“La cartolina è arrivata, l’ha trovata una vicina di casa infilata nello stipite della porta e ci ha telefonato”. Mariana mi parla di come sta cambiando la sua vita da quando suo marito ha ricevuto la convocazione militare per andare in guerra e mi racconta i particolari delle preoccupazioni pratiche, come se queste potessero oscurare l’ansia e le paure.
Da qualche anno Mariana fa la badante in Italia e si occupa come molte sue connazionali degli anziani che per negligenza o per necessità noi lasciamo soli, rendendo la loro vita più sicura e serena.
“Adesso XXX (il marito n.d.r.) sta in viaggio per tornare in Ucraina per presentarsi ma per ora noi abbiamo deciso di non dirlo a nessuno, né ai nostri due figli, che hanno 15 e 21 anni, e neanche ai nostri genitori per non farli preoccupare e aspettiamo di capire cosa gli succederà veramente e dove dovrà andare prima di parlarne”.
Quando la cartolina è arrivata XXX infatti si trovava in Inghilterra dove una famiglia lo ospitava insieme ai suoi due figli nell’ambito del programma di “sponsoring” che dallo scoppio della guerra permette alle famiglie britanniche di ospitare le famiglie ucraine mentre il governo garantisce loro un permesso di soggiorno per tre anni per poter lavorare o studiare.
Ma all’arrivo della cartolina XXX ha deciso subito di partire perché come mi racconta Mariana “dall’inizio della guerra lui ha sempre detto che se lo avessero chiamato lui sarebbe partito e poi ovviamente non vuole rischiare di essere dichiarato disertore, perché tra l’altro nessuno di noi avrebbe più il coraggio di rientrare a Leopoli. Inoltre i suoi ex colleghi della scuola di polizia con cui ha studiato sono già partiti e lui li vuole raggiungere”. Gli altri membri della famiglia di Mariana sono sempre rimasti in Ucraina, nella regione vicino a Leopoli, e alcuni sono anche già partiti per il fronte, ma allo scoppio della guerra in febbraio la figlia maggiore Maria ha voluto partire come alcuni suoi amici di Kiev che erano venuti a trovarla. “Il giorno prima dello scoppio della guerra erano arrivati alcuni amici del suo ragazzo da Kiev – racconta Mariana – e sembrava quasi che si aspettassero qualche cosa perché con il telefonino vedevano che c’era una strana concentrazione di aerei nei cieli ucraini e alla mezzanotte del giorno dell’invasione sono andati tutti alla frontiera con la Polonia e sono partiti. Ma mia figlia non ha voluto lasciare da solo suo fratello e io le ho detto che se voleva partire poteva portare Svetosar dagli zii. E così Maria è andata a piedi alla frontiera e ha aspettato due giorni al freddo ma non è riuscita a partire. Allora ha preso un taxi ed è andata fino al confine con la Slovacchia dove è riuscita a passare nel giro di un’ora e poi ha viaggiato fino a Vienna dove vive una mia amica e poi è andata in Inghilterra anche per perfezionare un po’ la lingua. E quando Maria ha trovato questo sistema di ospitalità anche suo fratello Svetosar ha voluto raggiungerla, accompagnato dal papà”.

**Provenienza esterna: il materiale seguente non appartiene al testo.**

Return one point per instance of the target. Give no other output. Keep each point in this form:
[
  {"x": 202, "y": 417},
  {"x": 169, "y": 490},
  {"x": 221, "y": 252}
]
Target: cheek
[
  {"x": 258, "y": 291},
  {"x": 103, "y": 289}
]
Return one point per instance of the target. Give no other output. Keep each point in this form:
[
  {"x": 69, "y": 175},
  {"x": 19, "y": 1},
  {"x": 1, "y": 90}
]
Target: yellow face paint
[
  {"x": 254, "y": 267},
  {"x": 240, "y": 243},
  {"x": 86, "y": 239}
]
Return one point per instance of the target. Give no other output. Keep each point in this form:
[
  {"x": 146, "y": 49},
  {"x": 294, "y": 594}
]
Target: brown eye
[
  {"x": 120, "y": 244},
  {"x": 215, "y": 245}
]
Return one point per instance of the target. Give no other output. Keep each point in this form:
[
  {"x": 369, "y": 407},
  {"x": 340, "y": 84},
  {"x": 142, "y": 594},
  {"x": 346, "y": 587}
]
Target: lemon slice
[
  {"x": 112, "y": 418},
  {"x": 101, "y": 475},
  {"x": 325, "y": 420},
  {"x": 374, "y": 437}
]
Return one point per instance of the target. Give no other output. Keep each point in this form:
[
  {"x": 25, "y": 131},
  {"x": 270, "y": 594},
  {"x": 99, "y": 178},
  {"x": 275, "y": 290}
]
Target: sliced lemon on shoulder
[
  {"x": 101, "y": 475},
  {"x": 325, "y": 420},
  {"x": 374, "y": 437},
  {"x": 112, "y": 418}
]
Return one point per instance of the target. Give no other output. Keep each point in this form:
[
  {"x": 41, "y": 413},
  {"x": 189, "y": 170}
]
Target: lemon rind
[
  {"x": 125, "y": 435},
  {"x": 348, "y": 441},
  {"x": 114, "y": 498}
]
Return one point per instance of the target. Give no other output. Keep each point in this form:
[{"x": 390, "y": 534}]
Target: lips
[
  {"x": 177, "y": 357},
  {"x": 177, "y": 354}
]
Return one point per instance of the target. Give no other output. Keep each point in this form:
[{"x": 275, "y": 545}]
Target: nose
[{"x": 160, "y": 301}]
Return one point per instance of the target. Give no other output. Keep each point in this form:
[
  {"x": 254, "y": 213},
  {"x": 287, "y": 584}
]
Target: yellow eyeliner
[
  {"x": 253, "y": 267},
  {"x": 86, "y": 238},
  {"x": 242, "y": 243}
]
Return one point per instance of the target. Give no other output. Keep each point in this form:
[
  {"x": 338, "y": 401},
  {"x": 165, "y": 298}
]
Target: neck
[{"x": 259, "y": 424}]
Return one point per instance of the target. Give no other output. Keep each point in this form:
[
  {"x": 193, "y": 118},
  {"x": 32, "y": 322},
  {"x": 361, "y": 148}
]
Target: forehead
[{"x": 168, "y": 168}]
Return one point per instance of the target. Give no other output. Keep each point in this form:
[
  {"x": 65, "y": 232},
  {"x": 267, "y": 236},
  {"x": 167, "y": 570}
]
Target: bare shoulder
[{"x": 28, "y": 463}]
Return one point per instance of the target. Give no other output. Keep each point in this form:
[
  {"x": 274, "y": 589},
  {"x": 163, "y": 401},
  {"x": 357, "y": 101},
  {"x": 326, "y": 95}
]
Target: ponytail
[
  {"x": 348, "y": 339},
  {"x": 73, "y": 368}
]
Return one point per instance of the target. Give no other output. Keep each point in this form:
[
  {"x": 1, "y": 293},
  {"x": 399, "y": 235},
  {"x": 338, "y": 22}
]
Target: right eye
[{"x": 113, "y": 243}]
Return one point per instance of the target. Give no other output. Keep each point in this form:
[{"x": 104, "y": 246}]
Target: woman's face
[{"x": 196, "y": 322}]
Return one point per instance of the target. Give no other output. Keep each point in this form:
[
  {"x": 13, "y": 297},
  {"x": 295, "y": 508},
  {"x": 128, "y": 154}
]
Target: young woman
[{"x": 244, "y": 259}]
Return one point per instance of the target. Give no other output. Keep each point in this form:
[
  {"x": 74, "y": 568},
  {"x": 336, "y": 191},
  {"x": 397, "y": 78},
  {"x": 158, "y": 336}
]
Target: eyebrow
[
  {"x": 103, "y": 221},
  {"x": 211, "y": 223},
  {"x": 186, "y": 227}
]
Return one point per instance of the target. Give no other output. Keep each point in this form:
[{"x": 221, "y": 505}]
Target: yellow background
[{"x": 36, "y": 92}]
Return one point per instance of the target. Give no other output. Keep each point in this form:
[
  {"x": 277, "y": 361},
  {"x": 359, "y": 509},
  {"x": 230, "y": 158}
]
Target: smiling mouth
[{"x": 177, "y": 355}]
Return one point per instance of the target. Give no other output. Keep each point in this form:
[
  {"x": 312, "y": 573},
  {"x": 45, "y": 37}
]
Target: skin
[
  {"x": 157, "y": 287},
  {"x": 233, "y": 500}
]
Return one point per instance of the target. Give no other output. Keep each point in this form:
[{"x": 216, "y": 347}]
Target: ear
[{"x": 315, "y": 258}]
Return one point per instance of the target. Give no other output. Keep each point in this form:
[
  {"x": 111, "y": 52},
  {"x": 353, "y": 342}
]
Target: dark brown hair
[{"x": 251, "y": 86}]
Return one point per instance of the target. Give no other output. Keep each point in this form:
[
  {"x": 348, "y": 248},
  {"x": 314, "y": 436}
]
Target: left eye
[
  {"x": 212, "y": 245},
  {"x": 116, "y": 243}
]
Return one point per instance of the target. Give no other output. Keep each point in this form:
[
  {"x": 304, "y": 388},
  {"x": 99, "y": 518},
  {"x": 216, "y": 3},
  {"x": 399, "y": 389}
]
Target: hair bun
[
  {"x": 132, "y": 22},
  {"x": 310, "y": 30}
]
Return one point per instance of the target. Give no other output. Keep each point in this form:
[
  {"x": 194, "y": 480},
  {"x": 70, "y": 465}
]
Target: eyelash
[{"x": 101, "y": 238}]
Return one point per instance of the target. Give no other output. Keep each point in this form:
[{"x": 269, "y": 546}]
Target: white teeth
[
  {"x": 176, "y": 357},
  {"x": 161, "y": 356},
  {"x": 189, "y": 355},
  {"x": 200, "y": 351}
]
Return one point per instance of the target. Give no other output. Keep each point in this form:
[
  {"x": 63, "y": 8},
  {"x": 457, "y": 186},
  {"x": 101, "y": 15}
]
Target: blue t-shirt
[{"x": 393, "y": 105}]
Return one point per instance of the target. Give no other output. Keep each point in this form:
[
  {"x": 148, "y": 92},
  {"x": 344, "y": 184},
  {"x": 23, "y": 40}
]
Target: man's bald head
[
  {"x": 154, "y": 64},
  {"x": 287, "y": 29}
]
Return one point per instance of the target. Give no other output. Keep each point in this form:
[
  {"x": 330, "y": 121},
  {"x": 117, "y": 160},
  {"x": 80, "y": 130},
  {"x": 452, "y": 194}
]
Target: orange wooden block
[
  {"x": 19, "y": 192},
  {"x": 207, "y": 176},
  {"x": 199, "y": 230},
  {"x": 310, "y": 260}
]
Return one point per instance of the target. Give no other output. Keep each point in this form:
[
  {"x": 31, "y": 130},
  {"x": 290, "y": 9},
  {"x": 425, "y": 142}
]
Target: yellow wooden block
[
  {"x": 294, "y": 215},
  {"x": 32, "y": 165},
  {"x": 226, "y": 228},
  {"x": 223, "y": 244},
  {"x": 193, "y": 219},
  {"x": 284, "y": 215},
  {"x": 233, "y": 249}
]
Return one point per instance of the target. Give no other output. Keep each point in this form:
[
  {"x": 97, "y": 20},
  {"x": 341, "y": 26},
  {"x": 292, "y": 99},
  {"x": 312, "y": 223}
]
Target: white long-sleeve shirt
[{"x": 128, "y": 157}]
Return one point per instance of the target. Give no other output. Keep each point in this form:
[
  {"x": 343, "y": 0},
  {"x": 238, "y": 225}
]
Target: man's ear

“Mio fratello Oleg invece non è stato convocato mentre mio cugino Zakhar è andato di sua sponte a presentarsi già in marzo. Per tre mesi ha seguito una specie di formazione e poi lo hanno mandato a Kramatorsk e adesso è a Bakmut dove fa l’autista e trasporta i feriti e i cadaveri ma lo fa senza mettersi il giubbotto antiproiettile perché pesa 20 chili e gli crea molti problemi alle gambe. Noi siamo preoccupati ma lui dice sempre che andrà tutto bene e dice che non ci dobbiamo preoccupare perché lui è pronto a morire, come tutti i suoi commilitoni perché come dice lui: noi sappiamo per quale motivo siamo qui e non possiamo trasmettere questa guerra ai nostri figli e per questo la dobbiamo finire noi”.
Mariana continua il suo racconto della guerra dicendo che quello che succede è ancora peggio di quello che si racconta e parla di torture e di stupri, anche degli uomini, e mi dice che un suo amico è tornato dal fronte completamente confuso dalle tante contusioni e solo due mesi dopo essere tornato gli sono venuti fuori tutti i mali e si è reso conto di avere delle fratture al piede e alle costole”.
“La guerra ci ha portato via tutto, quest’anno avremmo dovuto festeggiare i nostri 25 anni di matrimonio e i 50 anni di quello dei miei genitori e invece niente” ma malgrado questo, perfino adesso che suo marito sta per partire, Mariana dice che l’Ucraina non deve cedere “o moriamo tutti o vinciamo perché dopo tutte le barbarie che abbiamo visto, per esempio a Bucha o Irpin, abbiamo capito che non possiamo proprio stare sotto i russi”.